Os crimes contra a economia, saúde e o meio ambiente, de responsabilidade do Decon, passarão a ser registrados pelos distritos. Os chamados crimes de colarinho branco, atendidos pela Divisão de Crimes Fazendários, passarão para as delegacias do Departamento de Investigações Sobre Crimes Patrimoniais (Depatri).
Na semana passada, os diretores dos Departamentos de Comunicação Social (DCS), Polícia do Consumidor (Decon), Planejamento e Controle da Polícia (Deplan), Administração da Delegacia Geral (Dadg), Telemática da Polícia Civil (Detel) e Polícia Judiciária São Paulo/Interior (Deinter) foram informados da extinção dos órgãos.

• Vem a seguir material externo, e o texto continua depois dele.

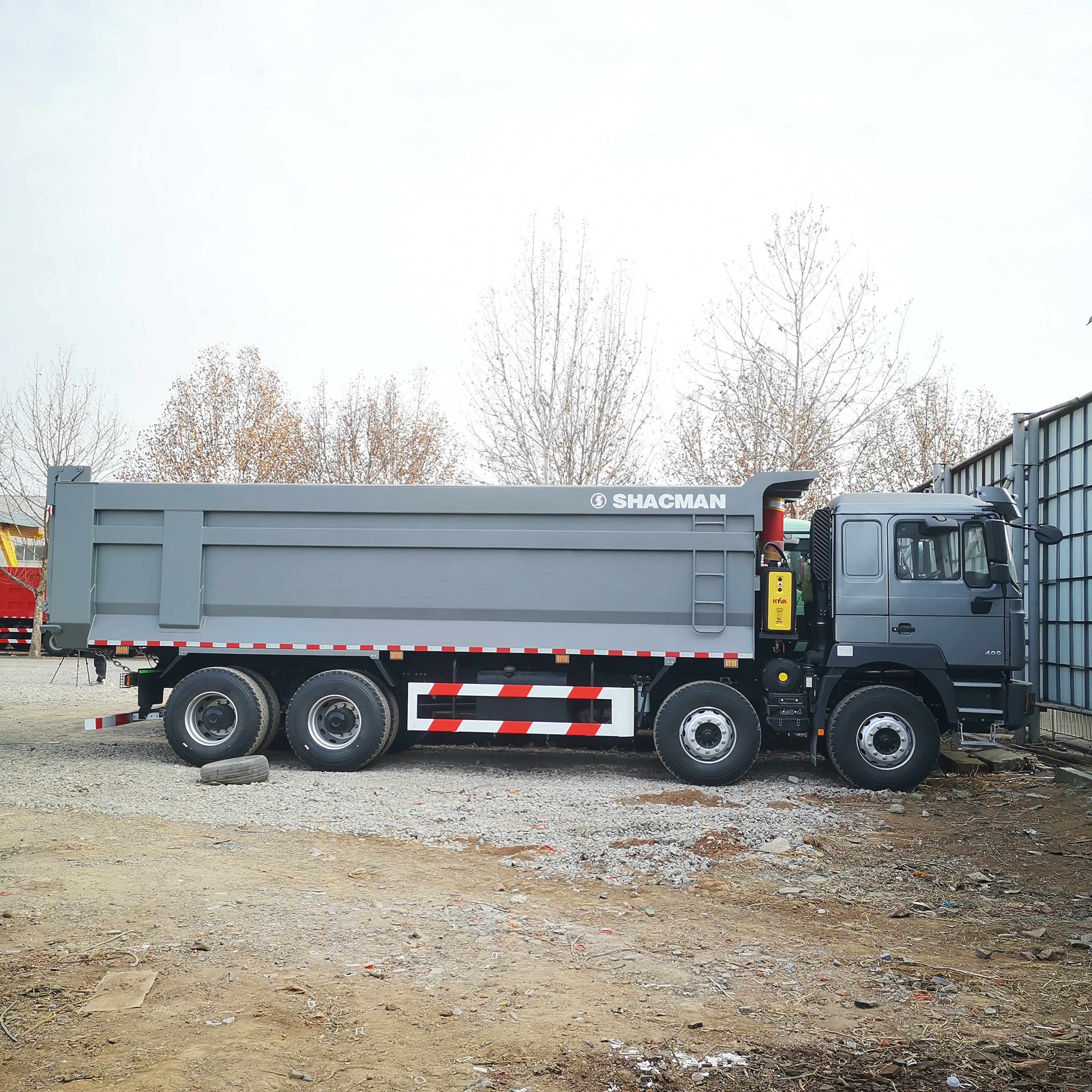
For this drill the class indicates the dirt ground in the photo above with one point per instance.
(377, 964)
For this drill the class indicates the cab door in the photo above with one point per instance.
(940, 592)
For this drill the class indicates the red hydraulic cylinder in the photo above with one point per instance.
(774, 528)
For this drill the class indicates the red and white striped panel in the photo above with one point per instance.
(620, 698)
(143, 644)
(94, 723)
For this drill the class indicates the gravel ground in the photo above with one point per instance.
(571, 811)
(53, 682)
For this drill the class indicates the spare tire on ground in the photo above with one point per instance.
(236, 771)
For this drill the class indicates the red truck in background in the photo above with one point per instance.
(17, 605)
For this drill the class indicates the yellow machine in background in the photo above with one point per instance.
(9, 531)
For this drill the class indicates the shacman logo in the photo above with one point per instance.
(686, 502)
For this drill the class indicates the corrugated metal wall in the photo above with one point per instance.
(1048, 462)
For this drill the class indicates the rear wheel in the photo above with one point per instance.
(707, 733)
(404, 739)
(397, 719)
(214, 713)
(338, 721)
(272, 723)
(883, 738)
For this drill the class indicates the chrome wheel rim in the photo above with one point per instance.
(211, 718)
(335, 722)
(886, 741)
(708, 734)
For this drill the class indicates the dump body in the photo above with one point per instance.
(661, 570)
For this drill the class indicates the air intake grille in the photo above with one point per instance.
(823, 544)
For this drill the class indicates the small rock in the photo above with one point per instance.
(778, 844)
(1037, 1067)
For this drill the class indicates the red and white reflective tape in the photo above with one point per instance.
(94, 723)
(411, 648)
(620, 698)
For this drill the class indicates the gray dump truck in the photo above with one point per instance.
(361, 619)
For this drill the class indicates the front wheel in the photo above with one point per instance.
(883, 738)
(707, 733)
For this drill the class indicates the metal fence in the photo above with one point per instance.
(1048, 463)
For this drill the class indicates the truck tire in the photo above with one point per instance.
(404, 739)
(236, 771)
(338, 721)
(883, 738)
(213, 714)
(272, 723)
(397, 718)
(707, 734)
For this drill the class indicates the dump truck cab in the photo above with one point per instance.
(916, 626)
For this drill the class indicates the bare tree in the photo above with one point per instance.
(377, 433)
(226, 422)
(792, 365)
(931, 422)
(58, 418)
(561, 379)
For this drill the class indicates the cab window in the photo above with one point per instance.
(925, 553)
(976, 556)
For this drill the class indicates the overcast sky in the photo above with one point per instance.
(338, 183)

Alguns diretores devem ser transferidos para a chefia de outros departamentos. Outros serão aproveitados em divisões. "O importante é que todos trabalhem, e motivados", afirma o delegado-geral Marco Antonio Desgualdo. Serão criados departamentos de polícia para as regiões de Santos, São José dos Campos, Ribeirão Preto e Sorocaba.
Para acertar os últimos detalhes do projeto de reestruturação, o secretário da Segurança, Marco Vinício Petrelluzzi, reuniu-se hoje com integrantes das cúpulas da Polícias Civil e Militar.
Para Desgualdo, a reestrutura é fundamental e deve motivar o policial. "É preciso que todos os recursos disponíveis sejam utilizados e aplicadas cada vez mais as técnicas de investigação para o esclarecimento de crimes e a prisão de criminosos."
Remanejamento - Na reformulação, centenas de policiais serão designados para os novos e antigos departamentos da Polícia Civil. Um levantamento será feito em cada departamento para saber o número de policiais, suas funções, a produção e o que estão fazendo. Com o novo esquema, os distritos terão mais delegados, investigadores e escrivães para atender com rapidez às queixas. "As filas vão acabar e as pessoas que já chegam arrasadas num distrito não podem sair pior do que entraram", afirmou Desgualdo.
O policiamento de rua será intensificado pela Polícia Civil com os veículos comprados pelo governo. São mais de 400 carros que começam a ser entregues esta semana para os departamentos.
Militar - A reformulação também vai atingir a Polícia Militar. Serão criados comandos de policiamento de área em sete cidades do interior, algumas na mesma região dos departamentos novos da Polícia Civil. Na capital, o Comando de Policiamento Metropolitano (CPM) será dividido. Haverá um comando somente para a capital e outro para os municípios da Grande São Paulo.
Os destacamentos terão patrulhas com soldados, cabos, sargentos, tenentes e capitães, trabalhando em conjunto com policiais civis. A reestruturação, que tem também como um dos principais objetivos o trabalho integrado entre as duas polícias
deve ser anunciado esta semana pelo secretário Petrelluzzi.